To be honest, I don’t know where the majority of my data (personal or work) physically resides. I map filesystems to local drives at home and dropbox and S3; At work, there’s data that ultimately resides on AWS instances as EBS storage (or S3 Glacier or EFS …), or in VMs backed by real disk in one or more of our data centres or other cloud vendors (and I’m not even thinking about how the customers store their data)…
I just use a file explorer representation when it’s the most convenient way to view these files and “data objects”.
At a more prosaic level, over the years my music collection has got a bit fragmented – I’m currently consolidating it on one music service, but at the moment, that service is splitting the tracks from some of my Albums into multiple “folders – e.g. It thinks I have three albums called “Briefcase Full of Blues”, each one containing a subset of tracks of the entire album. The root cause is that I (and the music services and file stores) treat each track as a separate object rather than treat the Album as an object.
Even now, google drive or dropbox or S3 browser, even S3 itself, are “just” representations of a workspace. In general, I (can’t speak for anyone else) have got used to that workspace being represented in something like a windows file explorer, with a hierarchy, for example folder “Artist” contains multiple “Albums” contains multiple “tracks”.
To use your example, are you transferring ONE git file from a central repository to your workspace, or are you transferring a whole project ? At a technical level it’s a series of the former, even if you’re just synchronising one change, but conceptually, you are synchronising one big object (the GIT project).
However, to understand the project or album enough to change it (or just to more deeply understand it without changing it, rather than just consume it), you DO need to know the underlying technical structure. For example, imagine playing the tracks of an ELP album without knowing the correct order ? Same music, totally different experience !!
my 2 cents …
Your 2 cents definitely appreciated, Martin! Those are great thoughts, which has got me thinking about how I organise(d) my music (I use Spotify predominantly now so I don't even think of organisation, much less storage - but that's a story for another time I guess).
I like how you draw the distinction between the different layers - actual storage solution, storage exposure, and the view on that exposed storage (e.g. Explorer style windows).
To answer your question - I guess it varies - sometimes it will be a single file, other times it will be a ZIP file (still a single file technically I guess) of multiple files and folders. In fact the screenshot at the top of this article has *both* those variations.
Then again, if we move to something more cloud native, perhaps the concept of (or need for) a ZIP file goes away - one could see that as a result of having to upload (or download) a collection of related artifacts when starting from the position of a filesystem. Perhaps the non-upload/download solution means that we don't have to think in those terms any more ...

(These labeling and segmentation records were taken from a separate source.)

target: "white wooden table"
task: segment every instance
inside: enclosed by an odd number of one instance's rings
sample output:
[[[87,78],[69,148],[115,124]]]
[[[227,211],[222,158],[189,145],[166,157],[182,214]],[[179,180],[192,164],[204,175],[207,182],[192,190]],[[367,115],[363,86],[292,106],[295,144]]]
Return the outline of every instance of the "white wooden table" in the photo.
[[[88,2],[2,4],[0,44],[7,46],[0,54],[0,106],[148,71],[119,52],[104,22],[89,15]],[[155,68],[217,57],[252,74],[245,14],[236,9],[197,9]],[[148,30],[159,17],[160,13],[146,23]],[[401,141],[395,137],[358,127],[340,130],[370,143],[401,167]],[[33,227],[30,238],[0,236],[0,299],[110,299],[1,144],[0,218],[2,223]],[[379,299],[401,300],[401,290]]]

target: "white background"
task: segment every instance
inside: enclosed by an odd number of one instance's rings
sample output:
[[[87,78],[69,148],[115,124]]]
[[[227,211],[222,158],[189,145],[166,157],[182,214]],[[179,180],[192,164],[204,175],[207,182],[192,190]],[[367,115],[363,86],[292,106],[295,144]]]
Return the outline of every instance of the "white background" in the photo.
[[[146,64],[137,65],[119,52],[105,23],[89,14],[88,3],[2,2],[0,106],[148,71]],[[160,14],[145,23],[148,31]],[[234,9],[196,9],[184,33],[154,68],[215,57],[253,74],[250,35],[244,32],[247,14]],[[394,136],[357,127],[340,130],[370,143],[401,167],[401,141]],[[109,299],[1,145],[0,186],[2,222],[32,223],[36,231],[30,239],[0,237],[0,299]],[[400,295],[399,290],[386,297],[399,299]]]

John Patterson just commented on Twitter:
"Simplify, Standardize, Automate should be the mantra eg 'cf push myapp.git'"
I like this, and it made me think of ngrok, that awesomely useful and insanely easy HTTP tunnel mechanism. With a single command, one can instantly fire up an HTTP tunnel from any machine to make a protocol/port available there through a public interface.
I'm not saying ngrok itself is a solution here, but the way it's so easy to fire something up and continue with whatever you're trying to achieve is exactly the experience I think of when I read the "simplify, standardise and automate" mantra in John's comment.
If you've not tried ngrok, have a look and see. Depending on your circumstances, it may change your (development) life!
Made me remember when ngrok saved my life when trying to access a SAP system installed in a VM. Really easy to use tor a rookie like me (:
Nice blog, by the way.
Thanks Christian. Yes, ngrok is pretty darn useful!